Contemplating Carl Jung on Neurotic Suffering
Confined to my bed, trying to be a 'good girl' and do as the doctor said, as I have been urged to do by so many, I decided to pick up one of the many unfinished books at my beside and read between naps.
Which is how it is that I was reading Carl Jung's theories about suffering, about the transformational power of true suffering, and the tendancy of people to manufacture useless suffering. He referred to it as a form of childish neurosis, the redundant, compulsive clinging to self-doubt, drama, worry, and anxiety as a replacement for honest confrontation with the deeper anguish that the transience, uncertainty, and loss present in our lives generates. An anguish which awakens us to the signficance of our lives, which shows us the depths of our courage and the inner resources we did not know we had.
In the face of pain and difficulty and loss, we feel overwhelmed, uncertain, adrift. We need to make sense of this pain in some way, to find the resources within ourselves to move beyond it, to find in it an opportunity to grow, to develop our strengths. Many rise to the occurance of suffering in their lives... some do not. Many move on to the next challenge in their lives... and some do not. Some of us cling to the familiar sufferings, never getting past them. But why? Because it is a way of exerting control over our lives. We know, whether consciously or not, that life is suffering, and deeply fearful of our abilities to handle the pain that will come our way, we cling to what we know. Confronted with the familiar, we are secure in our ability to survive it.

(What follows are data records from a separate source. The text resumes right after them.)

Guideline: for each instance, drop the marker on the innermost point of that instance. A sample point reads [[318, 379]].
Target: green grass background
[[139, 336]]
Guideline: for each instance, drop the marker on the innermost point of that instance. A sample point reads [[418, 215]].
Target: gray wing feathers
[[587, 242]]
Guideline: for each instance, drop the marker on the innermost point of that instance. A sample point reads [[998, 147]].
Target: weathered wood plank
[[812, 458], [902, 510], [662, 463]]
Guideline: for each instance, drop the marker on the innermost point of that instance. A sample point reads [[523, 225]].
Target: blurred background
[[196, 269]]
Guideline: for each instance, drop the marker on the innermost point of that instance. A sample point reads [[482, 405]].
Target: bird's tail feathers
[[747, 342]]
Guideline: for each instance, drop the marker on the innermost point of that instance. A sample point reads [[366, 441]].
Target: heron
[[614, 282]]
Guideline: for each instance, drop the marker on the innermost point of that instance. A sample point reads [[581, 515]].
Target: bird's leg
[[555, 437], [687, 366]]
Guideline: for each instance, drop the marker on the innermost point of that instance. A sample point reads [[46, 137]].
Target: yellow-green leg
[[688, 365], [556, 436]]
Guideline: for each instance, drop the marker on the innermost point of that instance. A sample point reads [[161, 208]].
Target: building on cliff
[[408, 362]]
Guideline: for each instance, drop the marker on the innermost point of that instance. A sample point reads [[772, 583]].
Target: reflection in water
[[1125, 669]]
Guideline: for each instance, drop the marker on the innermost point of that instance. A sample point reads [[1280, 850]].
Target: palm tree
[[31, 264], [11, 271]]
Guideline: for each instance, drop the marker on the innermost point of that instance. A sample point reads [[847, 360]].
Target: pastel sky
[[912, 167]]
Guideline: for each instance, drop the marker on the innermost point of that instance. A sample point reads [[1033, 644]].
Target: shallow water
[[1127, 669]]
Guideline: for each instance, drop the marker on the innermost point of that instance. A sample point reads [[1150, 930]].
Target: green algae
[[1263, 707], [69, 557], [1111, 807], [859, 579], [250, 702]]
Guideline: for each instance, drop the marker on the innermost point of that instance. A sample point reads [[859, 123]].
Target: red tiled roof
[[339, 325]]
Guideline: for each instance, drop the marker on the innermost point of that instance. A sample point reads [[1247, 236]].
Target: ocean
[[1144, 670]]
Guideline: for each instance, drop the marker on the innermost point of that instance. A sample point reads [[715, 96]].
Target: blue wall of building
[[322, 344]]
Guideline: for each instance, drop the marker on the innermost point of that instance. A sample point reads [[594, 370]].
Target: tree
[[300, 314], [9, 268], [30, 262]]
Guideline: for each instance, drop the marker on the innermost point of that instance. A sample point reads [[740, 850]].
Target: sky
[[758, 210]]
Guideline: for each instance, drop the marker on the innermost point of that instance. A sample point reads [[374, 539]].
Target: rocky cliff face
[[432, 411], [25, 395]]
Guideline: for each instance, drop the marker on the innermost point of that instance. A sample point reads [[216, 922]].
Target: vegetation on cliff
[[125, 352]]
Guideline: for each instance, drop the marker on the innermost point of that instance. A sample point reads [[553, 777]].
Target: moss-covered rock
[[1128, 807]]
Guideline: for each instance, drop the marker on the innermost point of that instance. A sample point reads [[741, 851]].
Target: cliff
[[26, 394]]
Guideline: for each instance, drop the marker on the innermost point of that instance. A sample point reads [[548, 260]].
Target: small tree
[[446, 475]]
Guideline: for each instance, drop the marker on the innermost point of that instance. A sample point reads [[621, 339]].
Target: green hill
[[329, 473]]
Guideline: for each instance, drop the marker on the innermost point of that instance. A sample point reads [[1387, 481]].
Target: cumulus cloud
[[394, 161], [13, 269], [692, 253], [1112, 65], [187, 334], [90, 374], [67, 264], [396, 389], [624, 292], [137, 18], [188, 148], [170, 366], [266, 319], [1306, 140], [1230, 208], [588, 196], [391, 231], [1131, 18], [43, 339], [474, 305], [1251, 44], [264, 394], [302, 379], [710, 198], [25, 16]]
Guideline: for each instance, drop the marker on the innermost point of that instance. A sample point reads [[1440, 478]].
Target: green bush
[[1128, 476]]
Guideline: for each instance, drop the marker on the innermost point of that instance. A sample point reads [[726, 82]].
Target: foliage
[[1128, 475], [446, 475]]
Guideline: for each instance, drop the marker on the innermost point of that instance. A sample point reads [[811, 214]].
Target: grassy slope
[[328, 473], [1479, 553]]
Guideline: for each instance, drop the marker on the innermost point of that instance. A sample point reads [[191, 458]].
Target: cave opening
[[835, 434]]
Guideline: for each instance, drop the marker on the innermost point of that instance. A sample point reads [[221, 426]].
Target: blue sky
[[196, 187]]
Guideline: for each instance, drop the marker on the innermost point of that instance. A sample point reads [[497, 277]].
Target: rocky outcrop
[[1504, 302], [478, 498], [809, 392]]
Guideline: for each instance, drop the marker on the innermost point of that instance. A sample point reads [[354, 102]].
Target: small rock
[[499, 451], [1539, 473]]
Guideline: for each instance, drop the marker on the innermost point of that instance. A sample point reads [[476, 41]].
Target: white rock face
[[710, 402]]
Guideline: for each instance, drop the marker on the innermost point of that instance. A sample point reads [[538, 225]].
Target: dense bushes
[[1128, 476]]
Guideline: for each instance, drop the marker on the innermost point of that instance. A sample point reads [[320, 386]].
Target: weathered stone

But doing this, living this way, caught in a cycle of familiar sufferings, we remain little more than children. Neurotic children, feeling helpless as we continually repeat the same mistakes, suffer the same setbacks--even as something in us demands that things change, fit into out fantasy fairytale visions of how things should be, enabling us to avoid responsibility for our thoughts, attitudes, and actions, laying the blame at the feet of anyone other than ourselves--our parents, our gods, our societies.
And in doing so some never learn the lesson that while pain and loss and uncertainty are inevitable, suffering is not. Suffering is not. Suffering is subjective, it is generated by our psychological responses to our experiences, and thus, it is possible to alleviate suffering, to transform it, to turn it into something transformational and transcendant.
Sometime in the past two years I've come to understand this consciously. Of course, there is often a gap between understanding a thing and acting upon it, and even when acting upon it, there is the necessity of practicing a thing, of becoming proficient at it. I am still bridging that gap, still struggling to leave behind the childish and neurotic clinging to idealistic expectations that create dissatisfaction with the now.
And the now, the present, this moment--is what I have--and it is by far the most powerful, charged moment of my life.
Conscious of all this, I am carefully evaluating how well I am leaving the neurotic child behind, and how often she rears her golden-blonde head. I love that child, I have embraced her, but her coping mechanisms are out-dated. I must take care not to cling to the familiar sufferings. I've no need to live in a perpetual state of crisis. It is ok to be content, to be at peace, to live in and experience the beauty of life as it happens, free of fearful expectations.